Build a Traffic Sign Recognition Project
The goals / steps of this project are the following:
- Load the data set (see below for links to the project data set)
- Explore, summarize and visualize the data set
- Design, train and test a model architecture
- Use the model to make predictions on new images
- Analyze the softmax probabilities of the new images
- Summarize the results with a written report
Here I will consider the rubric points individually and describe how I addressed each point in my implementation.
1. After importing the dataset files I mostly used the methods len() and shape() to calculate number of examples and the shape of the images. I also imported the names of the labels for the traffic signs using the CSV library.

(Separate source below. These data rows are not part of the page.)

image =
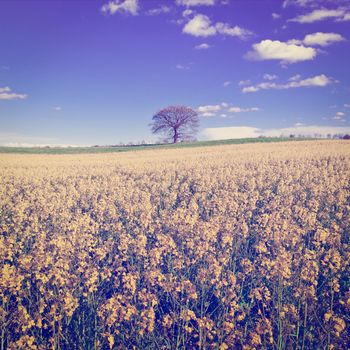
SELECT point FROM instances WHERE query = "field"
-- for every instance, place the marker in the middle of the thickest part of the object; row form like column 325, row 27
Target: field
column 141, row 147
column 222, row 247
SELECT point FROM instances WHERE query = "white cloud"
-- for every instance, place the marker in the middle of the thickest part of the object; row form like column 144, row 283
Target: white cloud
column 182, row 67
column 7, row 94
column 211, row 109
column 225, row 29
column 236, row 132
column 201, row 26
column 244, row 82
column 295, row 77
column 317, row 81
column 340, row 14
column 231, row 132
column 187, row 13
column 126, row 6
column 301, row 3
column 339, row 116
column 158, row 10
column 240, row 110
column 278, row 50
column 322, row 39
column 195, row 2
column 270, row 76
column 203, row 46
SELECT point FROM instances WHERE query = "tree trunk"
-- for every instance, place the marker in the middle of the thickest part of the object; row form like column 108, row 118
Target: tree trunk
column 176, row 136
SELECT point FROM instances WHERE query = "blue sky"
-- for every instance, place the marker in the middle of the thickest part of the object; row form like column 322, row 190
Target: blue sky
column 95, row 72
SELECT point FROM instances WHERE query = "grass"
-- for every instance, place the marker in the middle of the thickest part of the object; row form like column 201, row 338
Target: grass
column 113, row 149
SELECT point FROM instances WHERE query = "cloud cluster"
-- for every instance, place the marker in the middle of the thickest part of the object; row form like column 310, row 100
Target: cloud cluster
column 190, row 3
column 340, row 14
column 7, row 94
column 236, row 132
column 158, row 10
column 203, row 46
column 201, row 26
column 225, row 108
column 282, row 51
column 339, row 116
column 294, row 82
column 293, row 50
column 124, row 6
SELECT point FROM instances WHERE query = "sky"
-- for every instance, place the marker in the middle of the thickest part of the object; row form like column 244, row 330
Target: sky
column 86, row 72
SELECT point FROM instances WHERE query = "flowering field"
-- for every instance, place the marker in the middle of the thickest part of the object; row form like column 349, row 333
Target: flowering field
column 227, row 247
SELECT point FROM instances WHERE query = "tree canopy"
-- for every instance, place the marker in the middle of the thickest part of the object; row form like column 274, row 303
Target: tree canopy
column 176, row 123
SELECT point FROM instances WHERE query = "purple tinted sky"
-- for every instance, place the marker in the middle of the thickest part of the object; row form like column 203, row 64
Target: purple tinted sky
column 94, row 72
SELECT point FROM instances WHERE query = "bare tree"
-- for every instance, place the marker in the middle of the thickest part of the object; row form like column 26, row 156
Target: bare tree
column 177, row 123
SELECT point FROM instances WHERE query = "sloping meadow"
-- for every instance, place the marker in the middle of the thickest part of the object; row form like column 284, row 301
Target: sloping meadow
column 226, row 247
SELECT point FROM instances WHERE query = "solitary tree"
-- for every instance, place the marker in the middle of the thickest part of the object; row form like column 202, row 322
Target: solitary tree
column 177, row 123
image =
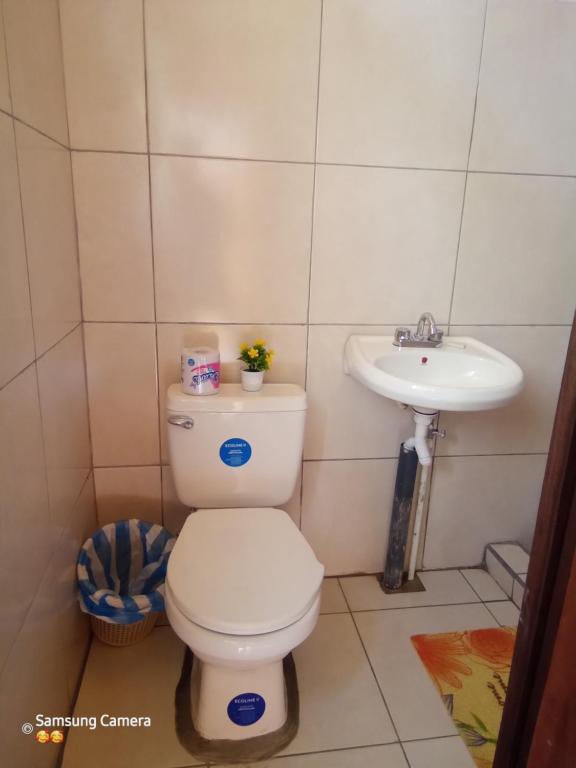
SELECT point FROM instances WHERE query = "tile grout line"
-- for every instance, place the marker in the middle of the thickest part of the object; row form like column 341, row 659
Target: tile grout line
column 40, row 356
column 297, row 162
column 306, row 461
column 455, row 275
column 323, row 324
column 152, row 255
column 311, row 244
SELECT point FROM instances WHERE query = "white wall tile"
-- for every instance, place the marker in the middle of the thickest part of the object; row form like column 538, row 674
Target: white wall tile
column 174, row 513
column 516, row 262
column 113, row 211
column 103, row 46
column 122, row 393
column 126, row 492
column 526, row 113
column 32, row 29
column 398, row 81
column 236, row 78
column 232, row 240
column 5, row 100
column 476, row 500
column 64, row 405
column 346, row 509
column 525, row 425
column 346, row 420
column 288, row 341
column 45, row 664
column 16, row 335
column 384, row 244
column 27, row 536
column 50, row 231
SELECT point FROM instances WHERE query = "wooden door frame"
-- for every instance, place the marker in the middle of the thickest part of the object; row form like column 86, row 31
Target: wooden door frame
column 551, row 561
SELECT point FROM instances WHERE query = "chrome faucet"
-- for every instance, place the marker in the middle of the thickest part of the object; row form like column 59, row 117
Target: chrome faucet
column 427, row 333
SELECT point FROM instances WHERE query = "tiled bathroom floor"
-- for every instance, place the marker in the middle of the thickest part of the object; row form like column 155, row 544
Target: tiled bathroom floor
column 366, row 699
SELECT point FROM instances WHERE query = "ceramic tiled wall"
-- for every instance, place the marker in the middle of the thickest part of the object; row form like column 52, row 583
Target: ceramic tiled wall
column 303, row 169
column 47, row 503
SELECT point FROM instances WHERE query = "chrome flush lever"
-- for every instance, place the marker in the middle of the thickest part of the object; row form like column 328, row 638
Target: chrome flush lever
column 181, row 421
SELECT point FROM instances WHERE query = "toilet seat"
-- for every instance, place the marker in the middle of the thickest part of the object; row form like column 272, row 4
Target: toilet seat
column 243, row 571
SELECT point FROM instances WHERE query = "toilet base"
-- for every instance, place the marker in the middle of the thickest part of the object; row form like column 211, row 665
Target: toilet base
column 231, row 702
column 235, row 743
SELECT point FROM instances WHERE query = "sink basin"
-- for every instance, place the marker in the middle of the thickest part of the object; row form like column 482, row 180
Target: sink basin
column 461, row 375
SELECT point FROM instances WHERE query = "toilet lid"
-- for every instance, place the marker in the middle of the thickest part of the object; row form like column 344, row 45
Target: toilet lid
column 243, row 571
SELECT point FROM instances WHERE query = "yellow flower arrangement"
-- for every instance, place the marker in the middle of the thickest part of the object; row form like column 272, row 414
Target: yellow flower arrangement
column 256, row 356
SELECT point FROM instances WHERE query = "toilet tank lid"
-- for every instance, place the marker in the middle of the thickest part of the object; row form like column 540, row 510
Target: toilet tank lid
column 231, row 398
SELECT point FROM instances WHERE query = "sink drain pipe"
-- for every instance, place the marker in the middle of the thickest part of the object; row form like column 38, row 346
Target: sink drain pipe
column 413, row 451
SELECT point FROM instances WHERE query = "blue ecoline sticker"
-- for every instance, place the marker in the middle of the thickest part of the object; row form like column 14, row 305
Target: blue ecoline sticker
column 235, row 452
column 246, row 708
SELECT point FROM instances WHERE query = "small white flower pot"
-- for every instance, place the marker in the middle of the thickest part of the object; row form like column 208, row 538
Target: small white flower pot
column 252, row 380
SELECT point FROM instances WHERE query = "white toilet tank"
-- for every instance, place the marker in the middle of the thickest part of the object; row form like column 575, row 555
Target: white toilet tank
column 236, row 448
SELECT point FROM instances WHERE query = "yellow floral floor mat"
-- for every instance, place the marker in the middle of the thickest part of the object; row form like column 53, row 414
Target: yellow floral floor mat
column 471, row 670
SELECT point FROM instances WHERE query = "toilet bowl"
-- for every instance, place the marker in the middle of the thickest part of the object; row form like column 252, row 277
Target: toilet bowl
column 242, row 591
column 243, row 584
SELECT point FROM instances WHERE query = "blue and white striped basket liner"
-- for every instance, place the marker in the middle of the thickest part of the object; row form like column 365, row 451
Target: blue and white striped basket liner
column 121, row 571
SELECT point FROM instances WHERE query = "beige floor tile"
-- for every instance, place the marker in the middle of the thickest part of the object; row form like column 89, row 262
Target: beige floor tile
column 340, row 705
column 483, row 584
column 505, row 612
column 413, row 701
column 137, row 680
column 332, row 597
column 389, row 756
column 438, row 753
column 442, row 588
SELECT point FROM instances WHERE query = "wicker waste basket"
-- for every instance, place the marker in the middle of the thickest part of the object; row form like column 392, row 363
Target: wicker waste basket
column 121, row 571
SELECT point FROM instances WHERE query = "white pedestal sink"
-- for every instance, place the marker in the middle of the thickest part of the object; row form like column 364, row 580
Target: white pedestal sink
column 462, row 374
column 459, row 374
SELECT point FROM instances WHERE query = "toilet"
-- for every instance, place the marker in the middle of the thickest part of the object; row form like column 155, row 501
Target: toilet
column 243, row 584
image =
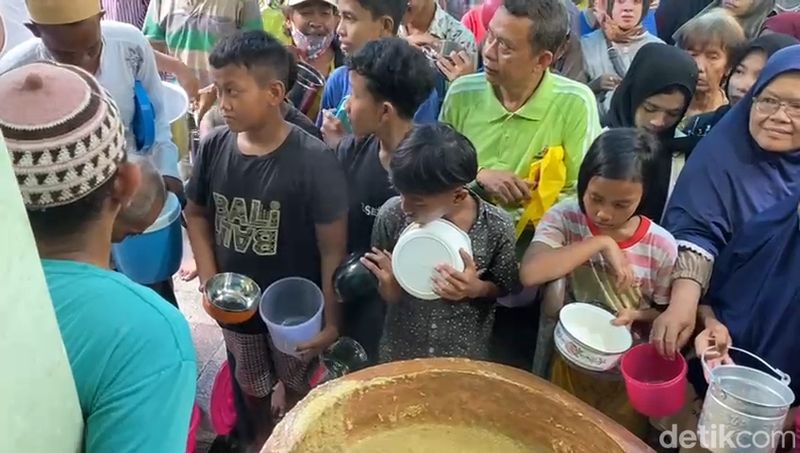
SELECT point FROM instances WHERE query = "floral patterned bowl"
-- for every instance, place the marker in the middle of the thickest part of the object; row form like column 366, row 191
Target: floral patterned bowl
column 585, row 337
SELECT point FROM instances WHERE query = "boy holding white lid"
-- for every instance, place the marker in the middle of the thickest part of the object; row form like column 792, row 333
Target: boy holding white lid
column 431, row 170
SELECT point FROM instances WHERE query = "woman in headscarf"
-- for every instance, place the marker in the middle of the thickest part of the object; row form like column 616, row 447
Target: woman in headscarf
column 786, row 23
column 749, row 303
column 609, row 51
column 749, row 162
column 749, row 13
column 654, row 95
column 745, row 71
column 712, row 39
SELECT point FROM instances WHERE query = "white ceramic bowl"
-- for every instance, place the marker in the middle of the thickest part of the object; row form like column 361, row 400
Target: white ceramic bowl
column 423, row 247
column 585, row 337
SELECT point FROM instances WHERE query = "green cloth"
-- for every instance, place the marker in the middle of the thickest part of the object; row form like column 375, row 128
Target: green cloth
column 191, row 29
column 560, row 112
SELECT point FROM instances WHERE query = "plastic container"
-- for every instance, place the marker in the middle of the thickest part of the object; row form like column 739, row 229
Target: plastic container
column 421, row 248
column 155, row 255
column 176, row 101
column 292, row 310
column 197, row 416
column 656, row 386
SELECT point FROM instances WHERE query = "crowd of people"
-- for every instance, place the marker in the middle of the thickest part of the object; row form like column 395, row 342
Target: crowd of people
column 642, row 155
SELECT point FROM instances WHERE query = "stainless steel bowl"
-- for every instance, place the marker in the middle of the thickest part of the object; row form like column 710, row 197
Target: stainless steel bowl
column 231, row 298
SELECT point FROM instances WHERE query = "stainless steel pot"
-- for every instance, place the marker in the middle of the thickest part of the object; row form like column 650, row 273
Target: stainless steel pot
column 744, row 409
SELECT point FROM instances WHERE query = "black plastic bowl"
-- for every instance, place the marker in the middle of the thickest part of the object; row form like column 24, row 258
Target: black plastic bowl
column 355, row 283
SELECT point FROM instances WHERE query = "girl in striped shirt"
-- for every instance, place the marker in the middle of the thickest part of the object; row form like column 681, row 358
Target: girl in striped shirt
column 608, row 254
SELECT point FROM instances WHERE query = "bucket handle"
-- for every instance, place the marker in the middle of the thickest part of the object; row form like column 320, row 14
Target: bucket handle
column 783, row 377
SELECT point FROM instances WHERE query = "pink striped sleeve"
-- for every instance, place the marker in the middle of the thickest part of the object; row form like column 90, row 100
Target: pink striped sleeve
column 665, row 254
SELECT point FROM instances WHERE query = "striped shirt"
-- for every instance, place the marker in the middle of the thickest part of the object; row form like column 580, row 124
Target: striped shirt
column 127, row 11
column 191, row 28
column 560, row 113
column 651, row 250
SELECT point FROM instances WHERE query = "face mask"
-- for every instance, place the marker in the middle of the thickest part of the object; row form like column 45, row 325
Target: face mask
column 312, row 45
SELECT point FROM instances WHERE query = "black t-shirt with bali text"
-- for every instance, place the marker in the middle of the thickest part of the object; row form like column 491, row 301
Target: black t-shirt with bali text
column 263, row 209
column 368, row 187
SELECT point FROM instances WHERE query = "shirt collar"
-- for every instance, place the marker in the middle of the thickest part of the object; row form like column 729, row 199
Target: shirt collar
column 438, row 26
column 534, row 109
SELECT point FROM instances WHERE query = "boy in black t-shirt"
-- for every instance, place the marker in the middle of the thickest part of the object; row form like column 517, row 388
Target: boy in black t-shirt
column 389, row 79
column 431, row 169
column 268, row 201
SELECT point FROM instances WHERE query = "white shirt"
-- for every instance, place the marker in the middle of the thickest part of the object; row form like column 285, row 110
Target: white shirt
column 126, row 58
column 14, row 14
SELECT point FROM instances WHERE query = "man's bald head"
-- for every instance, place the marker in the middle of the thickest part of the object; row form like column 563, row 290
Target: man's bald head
column 145, row 206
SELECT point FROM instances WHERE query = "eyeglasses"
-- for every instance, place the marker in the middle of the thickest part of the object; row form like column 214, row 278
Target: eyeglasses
column 770, row 106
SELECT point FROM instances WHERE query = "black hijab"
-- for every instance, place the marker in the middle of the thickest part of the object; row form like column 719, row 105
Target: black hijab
column 656, row 68
column 769, row 44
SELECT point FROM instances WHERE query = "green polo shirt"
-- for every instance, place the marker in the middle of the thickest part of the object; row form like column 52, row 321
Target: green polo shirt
column 560, row 112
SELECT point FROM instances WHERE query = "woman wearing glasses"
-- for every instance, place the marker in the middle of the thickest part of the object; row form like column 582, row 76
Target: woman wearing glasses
column 747, row 163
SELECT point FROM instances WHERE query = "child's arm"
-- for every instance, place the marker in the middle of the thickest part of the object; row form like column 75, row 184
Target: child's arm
column 328, row 205
column 332, row 244
column 379, row 260
column 543, row 263
column 201, row 238
column 450, row 284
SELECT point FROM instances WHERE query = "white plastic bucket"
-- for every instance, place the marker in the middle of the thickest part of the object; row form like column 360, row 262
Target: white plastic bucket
column 292, row 310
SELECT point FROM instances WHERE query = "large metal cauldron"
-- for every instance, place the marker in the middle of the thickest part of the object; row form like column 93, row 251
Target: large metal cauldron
column 447, row 393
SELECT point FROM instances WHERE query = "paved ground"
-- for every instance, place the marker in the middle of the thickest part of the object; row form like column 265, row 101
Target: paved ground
column 208, row 343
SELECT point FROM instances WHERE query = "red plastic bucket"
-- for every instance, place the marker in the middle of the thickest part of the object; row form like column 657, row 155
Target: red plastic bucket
column 222, row 408
column 193, row 425
column 656, row 386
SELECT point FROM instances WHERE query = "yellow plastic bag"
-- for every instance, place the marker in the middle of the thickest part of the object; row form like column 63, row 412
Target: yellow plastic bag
column 551, row 173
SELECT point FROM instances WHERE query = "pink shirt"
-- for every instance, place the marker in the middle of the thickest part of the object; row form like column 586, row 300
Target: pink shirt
column 651, row 250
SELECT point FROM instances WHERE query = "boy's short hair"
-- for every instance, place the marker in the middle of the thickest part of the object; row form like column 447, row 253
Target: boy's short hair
column 550, row 21
column 714, row 28
column 395, row 72
column 625, row 154
column 432, row 159
column 395, row 9
column 258, row 51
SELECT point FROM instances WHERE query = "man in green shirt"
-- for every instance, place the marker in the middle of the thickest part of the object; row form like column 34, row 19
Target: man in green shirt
column 517, row 108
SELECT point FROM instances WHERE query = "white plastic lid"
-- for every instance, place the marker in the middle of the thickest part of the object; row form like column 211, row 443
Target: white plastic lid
column 169, row 213
column 176, row 102
column 419, row 251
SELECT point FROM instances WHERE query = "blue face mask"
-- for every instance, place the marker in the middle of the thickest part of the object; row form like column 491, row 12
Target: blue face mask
column 312, row 45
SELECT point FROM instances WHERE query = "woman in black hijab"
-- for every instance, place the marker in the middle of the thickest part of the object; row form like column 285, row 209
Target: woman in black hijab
column 744, row 72
column 654, row 96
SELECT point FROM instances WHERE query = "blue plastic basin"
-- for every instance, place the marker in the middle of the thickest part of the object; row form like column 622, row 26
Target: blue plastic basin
column 155, row 255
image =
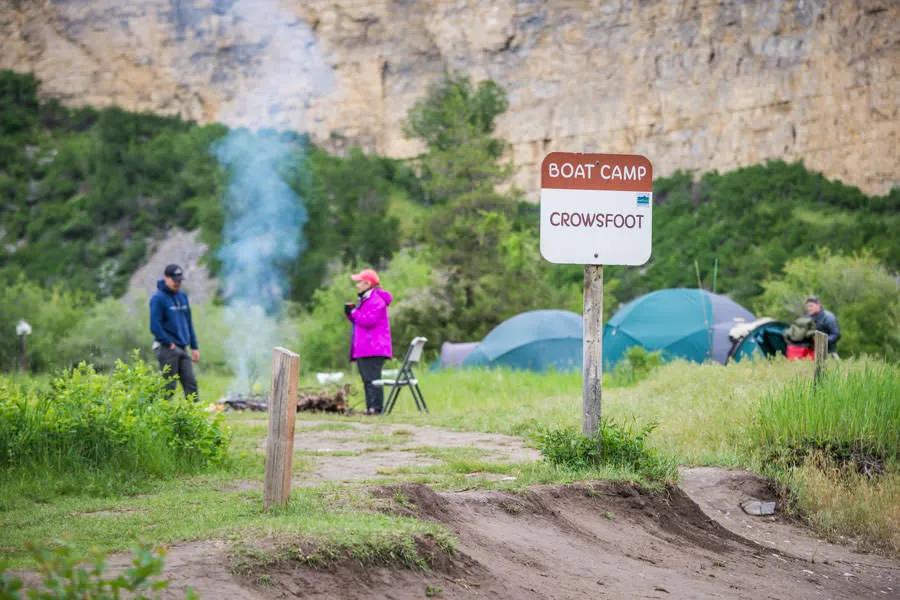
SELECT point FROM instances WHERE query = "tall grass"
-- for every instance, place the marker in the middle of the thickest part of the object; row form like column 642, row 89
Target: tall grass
column 855, row 409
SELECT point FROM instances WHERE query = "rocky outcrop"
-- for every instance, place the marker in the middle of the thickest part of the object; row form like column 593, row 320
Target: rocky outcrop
column 694, row 85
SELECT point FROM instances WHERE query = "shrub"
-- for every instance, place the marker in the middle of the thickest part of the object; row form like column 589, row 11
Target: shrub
column 67, row 574
column 622, row 446
column 126, row 422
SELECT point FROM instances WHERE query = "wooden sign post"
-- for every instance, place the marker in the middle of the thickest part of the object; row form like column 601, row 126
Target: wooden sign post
column 282, row 417
column 596, row 209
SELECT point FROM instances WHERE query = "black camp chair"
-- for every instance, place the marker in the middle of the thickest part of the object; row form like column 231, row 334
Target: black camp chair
column 405, row 377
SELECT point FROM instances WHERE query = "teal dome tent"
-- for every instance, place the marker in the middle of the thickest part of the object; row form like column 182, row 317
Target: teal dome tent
column 681, row 323
column 539, row 340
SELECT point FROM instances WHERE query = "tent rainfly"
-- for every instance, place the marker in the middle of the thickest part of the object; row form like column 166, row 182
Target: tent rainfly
column 539, row 340
column 681, row 323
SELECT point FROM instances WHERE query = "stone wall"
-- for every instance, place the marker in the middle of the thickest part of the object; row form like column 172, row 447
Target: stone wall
column 694, row 85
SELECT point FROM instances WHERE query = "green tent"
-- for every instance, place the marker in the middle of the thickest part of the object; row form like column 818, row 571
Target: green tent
column 763, row 337
column 539, row 340
column 681, row 323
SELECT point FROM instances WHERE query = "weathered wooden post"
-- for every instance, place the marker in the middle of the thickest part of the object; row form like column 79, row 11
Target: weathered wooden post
column 23, row 330
column 282, row 417
column 820, row 349
column 592, row 386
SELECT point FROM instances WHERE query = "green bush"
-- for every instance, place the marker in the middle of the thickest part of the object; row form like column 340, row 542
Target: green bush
column 847, row 412
column 613, row 445
column 859, row 290
column 124, row 422
column 52, row 313
column 67, row 574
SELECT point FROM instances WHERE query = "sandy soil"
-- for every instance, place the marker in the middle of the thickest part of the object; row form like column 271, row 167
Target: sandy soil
column 377, row 447
column 597, row 540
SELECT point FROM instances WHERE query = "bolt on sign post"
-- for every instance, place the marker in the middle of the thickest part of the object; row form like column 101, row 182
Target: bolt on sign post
column 282, row 417
column 596, row 209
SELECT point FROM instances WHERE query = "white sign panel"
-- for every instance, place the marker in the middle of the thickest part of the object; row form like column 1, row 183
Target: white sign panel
column 596, row 209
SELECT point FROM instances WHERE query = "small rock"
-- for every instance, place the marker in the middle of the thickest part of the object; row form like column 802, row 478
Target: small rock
column 758, row 508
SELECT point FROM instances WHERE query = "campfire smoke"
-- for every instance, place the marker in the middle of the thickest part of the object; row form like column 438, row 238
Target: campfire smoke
column 264, row 217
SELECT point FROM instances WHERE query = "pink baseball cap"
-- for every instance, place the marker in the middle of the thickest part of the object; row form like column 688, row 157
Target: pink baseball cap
column 366, row 275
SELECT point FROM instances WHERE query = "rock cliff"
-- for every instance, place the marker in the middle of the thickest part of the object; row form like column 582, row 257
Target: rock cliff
column 692, row 84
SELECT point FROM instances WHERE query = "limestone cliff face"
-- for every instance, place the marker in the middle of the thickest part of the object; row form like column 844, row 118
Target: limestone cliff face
column 692, row 84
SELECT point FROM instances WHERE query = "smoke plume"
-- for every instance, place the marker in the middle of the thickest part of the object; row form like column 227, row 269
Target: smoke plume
column 264, row 217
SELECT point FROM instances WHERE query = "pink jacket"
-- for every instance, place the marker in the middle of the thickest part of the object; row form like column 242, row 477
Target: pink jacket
column 371, row 329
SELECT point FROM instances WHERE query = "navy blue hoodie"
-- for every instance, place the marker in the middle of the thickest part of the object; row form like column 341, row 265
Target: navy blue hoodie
column 170, row 317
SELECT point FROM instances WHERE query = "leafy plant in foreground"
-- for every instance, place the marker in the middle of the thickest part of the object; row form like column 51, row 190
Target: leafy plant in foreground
column 125, row 422
column 613, row 445
column 68, row 574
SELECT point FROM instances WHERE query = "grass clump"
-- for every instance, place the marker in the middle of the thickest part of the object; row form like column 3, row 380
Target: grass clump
column 124, row 425
column 851, row 416
column 620, row 446
column 834, row 449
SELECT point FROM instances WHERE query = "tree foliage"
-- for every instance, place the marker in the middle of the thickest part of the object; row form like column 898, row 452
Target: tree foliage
column 455, row 120
column 863, row 295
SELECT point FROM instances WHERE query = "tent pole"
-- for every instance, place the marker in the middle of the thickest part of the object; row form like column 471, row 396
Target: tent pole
column 592, row 359
column 715, row 273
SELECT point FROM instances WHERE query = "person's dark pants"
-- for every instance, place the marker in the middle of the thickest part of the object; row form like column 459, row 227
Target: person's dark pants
column 178, row 361
column 370, row 370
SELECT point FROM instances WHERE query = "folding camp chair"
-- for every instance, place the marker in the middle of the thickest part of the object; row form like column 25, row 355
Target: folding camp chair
column 405, row 377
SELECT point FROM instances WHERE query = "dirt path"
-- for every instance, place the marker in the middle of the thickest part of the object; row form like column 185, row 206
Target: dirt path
column 597, row 540
column 366, row 451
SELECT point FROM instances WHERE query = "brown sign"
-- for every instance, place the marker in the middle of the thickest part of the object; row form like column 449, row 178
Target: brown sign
column 576, row 171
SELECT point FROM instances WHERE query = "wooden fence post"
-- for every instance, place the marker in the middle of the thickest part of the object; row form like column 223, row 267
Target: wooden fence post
column 592, row 358
column 282, row 417
column 820, row 348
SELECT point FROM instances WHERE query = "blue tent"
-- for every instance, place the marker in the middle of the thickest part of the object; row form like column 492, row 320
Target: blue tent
column 682, row 323
column 763, row 337
column 539, row 340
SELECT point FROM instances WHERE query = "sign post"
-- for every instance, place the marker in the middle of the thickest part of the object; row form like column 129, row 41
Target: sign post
column 596, row 209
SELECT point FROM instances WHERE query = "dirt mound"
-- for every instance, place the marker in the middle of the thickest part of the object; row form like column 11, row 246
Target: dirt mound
column 578, row 541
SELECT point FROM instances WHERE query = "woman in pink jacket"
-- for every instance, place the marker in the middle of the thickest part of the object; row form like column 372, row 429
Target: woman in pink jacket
column 370, row 344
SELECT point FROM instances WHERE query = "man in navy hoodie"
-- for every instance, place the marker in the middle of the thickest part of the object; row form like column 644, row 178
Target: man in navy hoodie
column 173, row 330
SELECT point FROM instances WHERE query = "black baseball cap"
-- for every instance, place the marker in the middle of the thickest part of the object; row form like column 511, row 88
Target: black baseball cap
column 175, row 272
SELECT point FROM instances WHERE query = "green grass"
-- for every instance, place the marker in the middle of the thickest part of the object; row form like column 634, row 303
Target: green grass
column 705, row 414
column 702, row 411
column 847, row 407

- Number of training examples = len(X_train) = 34799
- Number of validation examples = len(X_valid) = 4410
- Number of testing examples = len(X_test) = 12630
- Image data shape = X_train[0].shape = (32, 32, 3)
- Number of classes = len(all_labels) = 43
For the exploratory visualization of the data set. I first printed one image of each class with it correspondent label.
Then I printed a bar chart showing how many examples of each class were available on the training set.
As a first step, I decided to shuffle the examples using shuffle from the sklearn.utils library. X_train, y_train = shuffle(X_train, y_train)
As a last step, I normalized the image data because I was hoping to increase accuracy. I was surprised with the positive results.
I also tried augmenting the dataset, converting the examples to grayscale and transforming the image but non of this resulted on a better prediction. The normalization was the one that return better results and finally returned a model capable of classifying my own images correctly.
For my final model I used the LeNet example from Lesson 8. I change the Input from images with one channel to images with 3 channels and modified the number of labels from 10 to len(all_labels) which in this case was 43.
I tried using tf.nn.dropout but I wasn't able to achieve any substantial improvement on my training.
Layer | Description |
---|---|
Input | 32x32x3 RGB image |
Convolution 1 | 1x1 stride, VALID padding, output = 28x28x6 |
RELU | |
Max pooling | 2x2 stride, VALID padding, output = 14x14x6 |
Convolution 2 | 1x1 stride, VALID padding, output = 10x10x16 |
RELU | |
Max pooling | 2x2 stride, VALID padding, output = 5x5x16 |
Flatten | output = 400 |
Fully connected | input = 400, output = 120 |
RELU | |
Fully connected | input = 120, output = 84 |
RELU | |
Fully connected | input = 84, output = 10 |
To train the model I used 20 epochs, a batch size of 128 and a learning rate of 0.001.
For my training optimizers I used softmax_cross_entropy_with_logits to get a tensor representing the mean loss value to which I applied tf.reduce_mean to compute the mean of elements across dimensions of the result. Finally I applied minimize to the AdamOptimizer of the previous result.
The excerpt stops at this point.